UPDATE – Filesharing: Kanzleien machen Jagd auf Flüchtlinge

Immer mehr auf Abmahnungen spezialisierte Rechtsanwaltskanzleien in Deutschland nehmen verstärkt Flüchtlinge wegen illegalen Filesharings ins Visier - und bringen damit auch viele hilfsbereite Anschlussinhaber in Schwierigkeiten. UPDATE: Die Kanzlei Waldorf-Frommer hat eine Pressemitteilung veröffentlicht und stellt einige Punkte klar. [...]

Wie das Fachmagazin „c’t“ berichtet, ist der Hintergrund vor allem die in der Bundesrepublik geltende „Störerhaftung“ – eine juristische Besonderheit, die Neubürger nicht kennen dürften. Danach können Betreiber eines WLAN-Netzes für Rechtsverstöße zur Verantwortung gezogen werden, die sie nicht persönlich begangen haben.

Viele Flüchtlinge sind sich des Problems in Deutschland nicht bewusst.
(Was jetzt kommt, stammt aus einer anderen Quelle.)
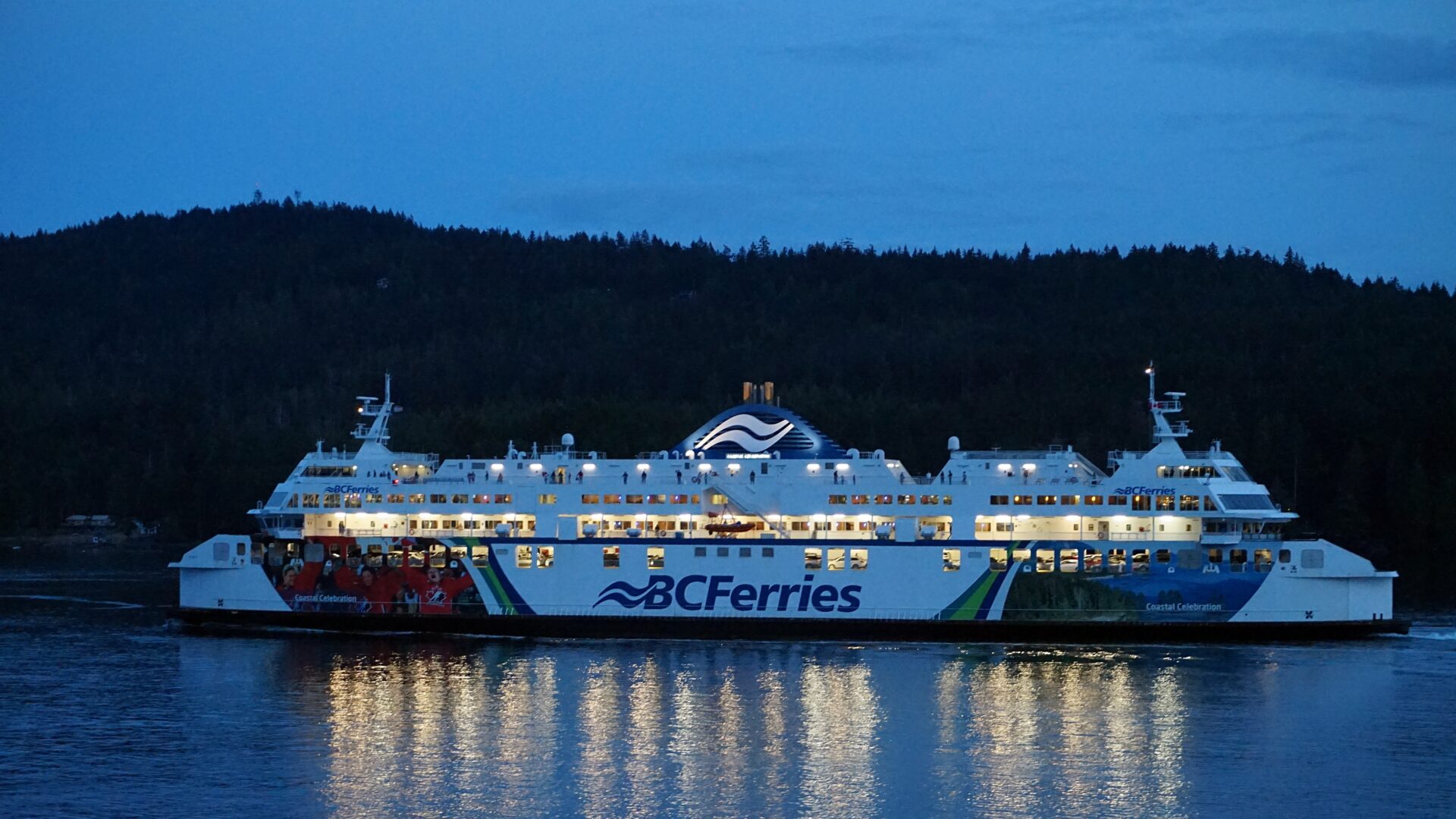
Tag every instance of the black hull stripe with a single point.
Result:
(791, 629)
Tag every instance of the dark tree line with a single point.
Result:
(175, 368)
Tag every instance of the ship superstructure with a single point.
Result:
(761, 525)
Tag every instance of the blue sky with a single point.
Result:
(1323, 126)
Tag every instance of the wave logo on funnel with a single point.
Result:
(747, 431)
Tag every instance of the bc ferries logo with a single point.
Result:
(1144, 491)
(747, 431)
(699, 592)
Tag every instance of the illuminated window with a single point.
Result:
(1068, 560)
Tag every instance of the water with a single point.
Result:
(109, 714)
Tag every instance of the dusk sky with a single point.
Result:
(1324, 126)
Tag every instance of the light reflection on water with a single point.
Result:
(366, 727)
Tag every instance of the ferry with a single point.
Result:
(761, 526)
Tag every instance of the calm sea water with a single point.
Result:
(108, 714)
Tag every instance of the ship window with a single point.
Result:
(1046, 560)
(1116, 561)
(1068, 560)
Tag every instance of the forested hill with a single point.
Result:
(177, 368)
Denn in ihrer einstigen Heimat konnten sie oftmals urheberrechtlich geschütztes Material frei downloaden, ohne dabei eine strafrechtliche Verfolgung fürchten zu müssen. In Deutschland gestaltet sich dies aber grundlegend anders – wie auch die jüngste Abmahnwelle wegen Streamings von Videos auf der Pornoseite „Redtube“ gezeigt hat. In dem Bericht wird von dem Syrer Mohamad S. berichtet.

S. reiste im August 2015 als Flüchtling in die Bundesrepublik ein und bekam durch einen hilfsbereiten Nachbarn Zugang zu dessen WLAN-Netz. Nachdem sich der Syrer den Streifen „Margos Spuren“ via Bittorrent heruntergeladen hatte, flatterte dem Anschlussinhaber als „Mitstörer“ ein Abmahnschreiben über 815 Euro ins Haus. 600 Euro allein als Schadensersatz für den Rechteinhaber. Obwohl dies kein Einzelfall ist, zeigen sich Anwälte vermehrt kulant.
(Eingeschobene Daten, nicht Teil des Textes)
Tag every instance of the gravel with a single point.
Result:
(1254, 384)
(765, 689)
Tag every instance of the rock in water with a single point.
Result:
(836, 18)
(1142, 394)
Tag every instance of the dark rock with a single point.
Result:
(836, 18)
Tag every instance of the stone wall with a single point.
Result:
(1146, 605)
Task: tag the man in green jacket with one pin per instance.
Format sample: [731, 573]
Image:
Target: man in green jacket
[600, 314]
Das im Fall S. beauftragte Büro Waldorf-Frommer gibt an, vorher nicht zu wissen, wen eine Abmahnung treffe. In Härtefällen seien allerdings Milderungen, Teilzahlungen oder ein Erlass der Forderungen denkbar. Ein Grund dürfte sein, dass Schutzsuchende in der Regel nicht über die finanziellen Möglichkeiten verfügen, die Forderungen überhaupt begleichen zu können. Die Experten raten deshalb, Bittorrent oder darauf basierende Streaming-Dienste wie Popcorn Time zu meiden. Denn dort wird der User nicht nur zum Down-, sondern auch Uploader. (pte)

UPDATE: Die Kanzlei Waldorf-Frommer hat sich mit der Bitte an uns gewandt, den Beitrag kommentieren und in einigen Punkten richtigstellen zu dürfen. Außerdem wurde eine Pressemitteilung zu diesem Thema veröffentlicht. Wir fassen hier die wichtigsten Punkte zusammen, die komplette Mitteilung finden Sie hier.
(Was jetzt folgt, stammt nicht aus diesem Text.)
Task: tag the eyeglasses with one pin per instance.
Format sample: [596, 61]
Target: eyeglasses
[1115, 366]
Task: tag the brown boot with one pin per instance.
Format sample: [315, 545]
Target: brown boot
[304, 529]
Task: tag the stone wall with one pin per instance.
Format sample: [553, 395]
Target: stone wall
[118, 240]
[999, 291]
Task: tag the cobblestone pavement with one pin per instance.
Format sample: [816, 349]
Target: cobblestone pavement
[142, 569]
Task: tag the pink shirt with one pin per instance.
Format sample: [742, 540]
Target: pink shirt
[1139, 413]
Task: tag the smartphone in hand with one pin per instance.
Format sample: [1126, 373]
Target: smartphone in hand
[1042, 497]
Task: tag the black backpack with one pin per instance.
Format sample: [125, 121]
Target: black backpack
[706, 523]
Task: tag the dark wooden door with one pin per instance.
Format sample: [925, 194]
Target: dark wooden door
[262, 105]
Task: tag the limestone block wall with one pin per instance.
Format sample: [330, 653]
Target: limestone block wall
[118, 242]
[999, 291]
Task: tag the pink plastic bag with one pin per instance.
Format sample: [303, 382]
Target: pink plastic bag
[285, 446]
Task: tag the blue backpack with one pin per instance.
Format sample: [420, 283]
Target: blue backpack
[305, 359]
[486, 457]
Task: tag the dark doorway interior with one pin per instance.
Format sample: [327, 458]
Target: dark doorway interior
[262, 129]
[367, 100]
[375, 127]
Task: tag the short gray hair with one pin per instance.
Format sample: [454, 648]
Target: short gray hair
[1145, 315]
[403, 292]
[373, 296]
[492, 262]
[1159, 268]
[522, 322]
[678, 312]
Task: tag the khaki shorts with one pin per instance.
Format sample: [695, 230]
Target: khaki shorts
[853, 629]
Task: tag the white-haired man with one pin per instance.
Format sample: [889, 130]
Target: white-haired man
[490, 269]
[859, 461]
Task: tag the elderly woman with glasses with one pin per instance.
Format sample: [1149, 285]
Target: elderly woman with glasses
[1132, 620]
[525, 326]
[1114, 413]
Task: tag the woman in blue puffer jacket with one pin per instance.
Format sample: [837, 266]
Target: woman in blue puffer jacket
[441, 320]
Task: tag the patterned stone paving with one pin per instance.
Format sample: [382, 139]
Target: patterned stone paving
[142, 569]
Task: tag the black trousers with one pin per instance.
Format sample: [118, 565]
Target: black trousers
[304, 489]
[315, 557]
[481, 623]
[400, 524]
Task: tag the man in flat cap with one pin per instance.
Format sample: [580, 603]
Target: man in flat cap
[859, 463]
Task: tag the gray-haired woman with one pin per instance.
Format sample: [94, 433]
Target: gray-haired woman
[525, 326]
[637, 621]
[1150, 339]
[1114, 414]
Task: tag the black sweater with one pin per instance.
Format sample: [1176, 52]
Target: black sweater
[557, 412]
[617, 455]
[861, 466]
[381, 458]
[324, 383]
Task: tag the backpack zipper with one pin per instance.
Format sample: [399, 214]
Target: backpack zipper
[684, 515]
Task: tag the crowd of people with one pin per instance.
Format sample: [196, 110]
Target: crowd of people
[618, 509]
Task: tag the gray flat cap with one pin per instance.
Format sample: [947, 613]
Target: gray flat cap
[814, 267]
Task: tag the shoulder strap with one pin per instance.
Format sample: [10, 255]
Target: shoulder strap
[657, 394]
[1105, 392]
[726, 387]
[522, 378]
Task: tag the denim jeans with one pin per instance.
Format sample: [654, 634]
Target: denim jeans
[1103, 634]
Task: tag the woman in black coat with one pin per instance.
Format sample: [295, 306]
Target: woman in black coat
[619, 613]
Das Vorgehen gegen Rechtsverletzungen im Internet konzentriere sich keineswegs gezielt auf Flüchtlinge, so die Kanzlei. Derartige Mutmaßungen oder gar Behauptungen seien „schlicht falsch“.

Ein Geschädigter wisse nicht, mit wem er es zu tun hat. Die persönlichen Hintergründe eines Abgemahnten, insbesondere auch dessen Herkunft, seien deen Mandanten zunächst völlig unbekannt. Zudem ließen sich Rechtsverletzungen, die über das Internet begangen werden, in aller Regel nur bis zur „Haustür“, also dem genutzten Internetanschluss, verfolgen. Die Ansprüche seien daher zunächst an die Person zu richten, auf die der Internetanschluss registriert ist. Diese Personen seien nicht auf bestimmte Bevölkerungsgruppen, etwa Flüchtlinge, zurückführen, sondern aus allen Berufsgruppen und Schichten.

„Wir und die von uns vertretenen Mandanten versuchen in jedem Fall – und nicht nur in Ausnahmefällen, wie es in manchen Artikeln fälschlich dargestellt wurde – auf die persönlichen Lebensumstände angemessen Rücksicht zu nehmen.  Die Lösung findet sich in jedem Einzelfall auf Basis der geschilderten und belegten Situation. Das kann von einem erheblichen Nachlass bis hin zum Totalerlass einer Forderung gehen“, schreibt die Kanzlei weiter.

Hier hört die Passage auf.